Heating from hot, young, subducting oceanic lithosphere and from a subducting spreading center has been proposed to explain the metamorphism and associated plutonism observed in former accretionary prism sedimentary rocks in the Gulf of Alaska. We evaluated the thermal effects on the overlying accretionary wedge by heat conduction from a hot, young, subducting slab through numerical modeling. The temperature‐limiting parameter in the modeling is the age of the subducted crust. The rate of convergence, angle of subduction, amount of radiogenic heating, and values of thermal conductivity are of secondary importance in determining temperatures in the accretionary prism. A possible former setting for the subduction of young oceanic crust is recorded in the Valdez metasedimentary rocks in the Chugach Metamorphic Complex of the Chugach terrane in southern Alaska. Petrologic data indicate that rocks now at the surface were at 10‐km depth when they were metamorphosed under greenschist facies conditions (350–400°C) and subsequently intruded by felsic plutons. Using parameter values appropriate for Chugach terrane rocks, our results indicate that, for accretionary prisms less than 20 km thick, oceanic lithosphere aged 1.0 Ma or less must be subducted in order to obtain temperatures greater than 300°C at 10‐km depth within the prism. We also modeled the transient heating of the accretionary prism due to the cessation of subduction of young oceanic lithosphere.
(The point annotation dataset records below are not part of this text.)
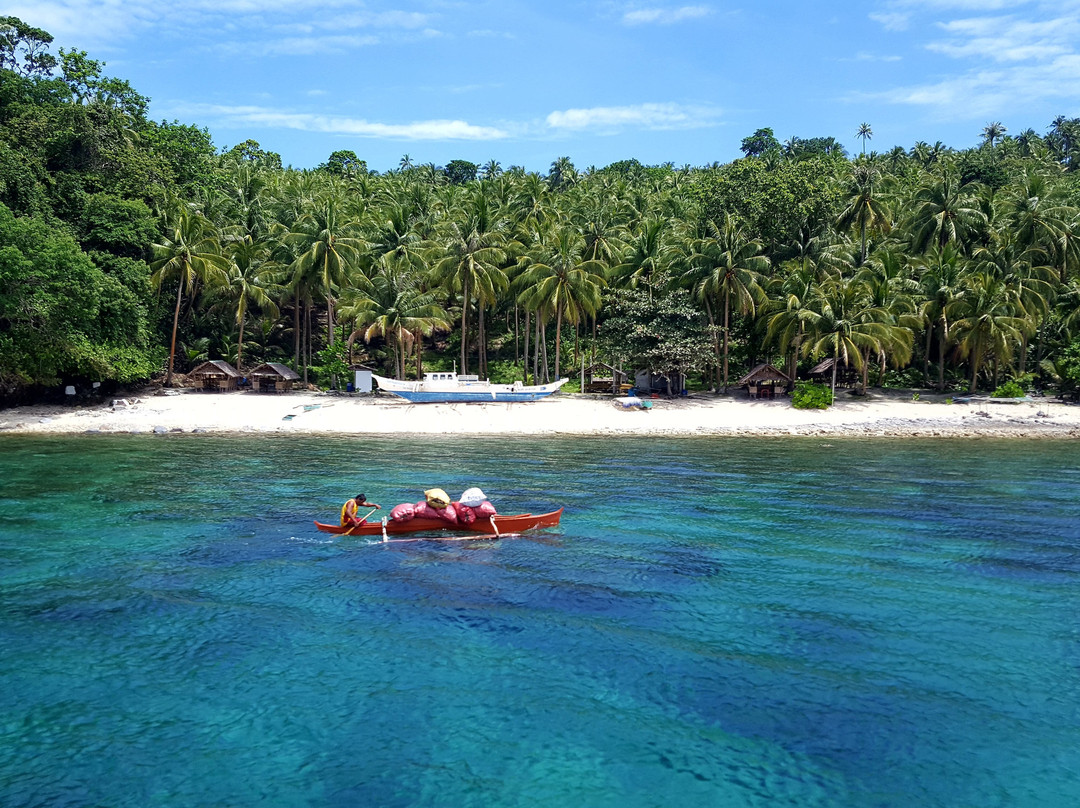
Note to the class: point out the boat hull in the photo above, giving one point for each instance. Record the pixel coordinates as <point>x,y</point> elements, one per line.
<point>515,523</point>
<point>455,391</point>
<point>477,398</point>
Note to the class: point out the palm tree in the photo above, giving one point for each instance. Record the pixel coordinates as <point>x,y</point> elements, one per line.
<point>864,210</point>
<point>993,131</point>
<point>941,284</point>
<point>189,252</point>
<point>647,255</point>
<point>556,278</point>
<point>726,264</point>
<point>943,212</point>
<point>472,252</point>
<point>865,133</point>
<point>394,306</point>
<point>987,322</point>
<point>840,323</point>
<point>247,281</point>
<point>327,247</point>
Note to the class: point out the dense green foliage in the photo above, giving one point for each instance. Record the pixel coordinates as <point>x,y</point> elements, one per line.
<point>811,395</point>
<point>126,241</point>
<point>1009,390</point>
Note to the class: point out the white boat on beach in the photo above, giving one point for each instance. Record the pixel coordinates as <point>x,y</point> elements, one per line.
<point>444,387</point>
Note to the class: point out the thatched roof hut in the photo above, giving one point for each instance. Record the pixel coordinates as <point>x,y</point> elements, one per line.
<point>845,374</point>
<point>604,378</point>
<point>273,377</point>
<point>761,382</point>
<point>216,375</point>
<point>764,373</point>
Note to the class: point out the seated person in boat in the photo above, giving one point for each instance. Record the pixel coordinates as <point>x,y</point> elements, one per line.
<point>349,517</point>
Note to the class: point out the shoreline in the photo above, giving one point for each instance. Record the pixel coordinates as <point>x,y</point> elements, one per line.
<point>881,414</point>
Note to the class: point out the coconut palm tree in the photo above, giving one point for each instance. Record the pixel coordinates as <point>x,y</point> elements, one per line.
<point>864,210</point>
<point>987,322</point>
<point>944,212</point>
<point>865,133</point>
<point>395,307</point>
<point>993,132</point>
<point>248,280</point>
<point>327,247</point>
<point>727,264</point>
<point>941,275</point>
<point>471,253</point>
<point>840,324</point>
<point>558,279</point>
<point>188,253</point>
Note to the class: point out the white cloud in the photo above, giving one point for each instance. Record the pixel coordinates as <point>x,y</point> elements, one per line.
<point>97,23</point>
<point>665,16</point>
<point>642,116</point>
<point>241,117</point>
<point>1008,39</point>
<point>866,56</point>
<point>993,92</point>
<point>892,21</point>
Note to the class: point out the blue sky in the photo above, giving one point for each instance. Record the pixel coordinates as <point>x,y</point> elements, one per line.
<point>598,81</point>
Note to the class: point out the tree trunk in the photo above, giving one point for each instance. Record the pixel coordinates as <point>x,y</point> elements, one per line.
<point>543,342</point>
<point>942,336</point>
<point>464,323</point>
<point>727,313</point>
<point>306,341</point>
<point>926,357</point>
<point>296,331</point>
<point>558,338</point>
<point>240,342</point>
<point>483,340</point>
<point>716,347</point>
<point>536,353</point>
<point>974,366</point>
<point>176,322</point>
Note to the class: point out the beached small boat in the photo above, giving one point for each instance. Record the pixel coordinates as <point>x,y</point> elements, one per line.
<point>450,387</point>
<point>498,525</point>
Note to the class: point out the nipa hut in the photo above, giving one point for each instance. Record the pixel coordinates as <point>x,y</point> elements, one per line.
<point>761,382</point>
<point>604,378</point>
<point>846,376</point>
<point>272,377</point>
<point>216,375</point>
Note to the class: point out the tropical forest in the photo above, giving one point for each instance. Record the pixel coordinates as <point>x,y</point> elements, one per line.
<point>132,250</point>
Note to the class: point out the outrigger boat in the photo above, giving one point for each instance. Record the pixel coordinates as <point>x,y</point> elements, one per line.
<point>491,527</point>
<point>441,388</point>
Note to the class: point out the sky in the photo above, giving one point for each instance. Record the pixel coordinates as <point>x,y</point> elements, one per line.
<point>598,81</point>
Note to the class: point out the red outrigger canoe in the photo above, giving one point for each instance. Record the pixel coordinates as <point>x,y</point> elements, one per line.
<point>501,525</point>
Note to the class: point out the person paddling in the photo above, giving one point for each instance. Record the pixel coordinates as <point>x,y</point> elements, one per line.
<point>349,510</point>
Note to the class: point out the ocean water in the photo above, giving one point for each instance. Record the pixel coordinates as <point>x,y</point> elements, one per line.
<point>716,622</point>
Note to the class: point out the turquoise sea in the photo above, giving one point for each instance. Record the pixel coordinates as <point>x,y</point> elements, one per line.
<point>716,622</point>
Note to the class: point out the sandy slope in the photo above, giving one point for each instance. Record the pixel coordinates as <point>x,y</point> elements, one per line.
<point>891,413</point>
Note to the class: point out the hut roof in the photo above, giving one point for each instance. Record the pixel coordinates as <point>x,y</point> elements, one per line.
<point>826,365</point>
<point>275,368</point>
<point>763,373</point>
<point>215,367</point>
<point>602,366</point>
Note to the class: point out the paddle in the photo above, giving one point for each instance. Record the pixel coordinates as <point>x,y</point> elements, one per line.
<point>349,532</point>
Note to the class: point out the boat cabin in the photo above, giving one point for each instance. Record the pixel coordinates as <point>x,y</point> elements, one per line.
<point>764,381</point>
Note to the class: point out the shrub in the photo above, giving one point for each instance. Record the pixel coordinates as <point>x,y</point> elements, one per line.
<point>1009,390</point>
<point>811,395</point>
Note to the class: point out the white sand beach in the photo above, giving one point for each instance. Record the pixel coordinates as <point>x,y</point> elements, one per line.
<point>879,414</point>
Recent seismic refraction surveys from the Trans‐Alaska Crustal Transect have been interpreted to show underplated sedimentary rocks and relict oceanic crust beneath the Chugach Mountains. Transient heating due to cessation of subduction or underplating of hot oceanic crust does not appreciably relax the requirement of subducting oceanic crust aged 1.0 Ma or less in order to attain temperatures greater than 30O°C at 10‐km depth. However, at depths greater than 25 km, it may provide the heat necessary to generate hot fluids and felsic magma, which can augment the temperatures at shallow depths by advection of heat, as well as produce the postmetamorphism or synmetamorphism emplacement of the anatectically derived plutons observed in the Chugach Mountains. Our modeling requires subduction of such young crust that subduction of a spreading ridge was probable, although underplating of extremely young oceanic crust would also have provided sufficient heat to cause the formation of the Chugach Metamorphic Complex.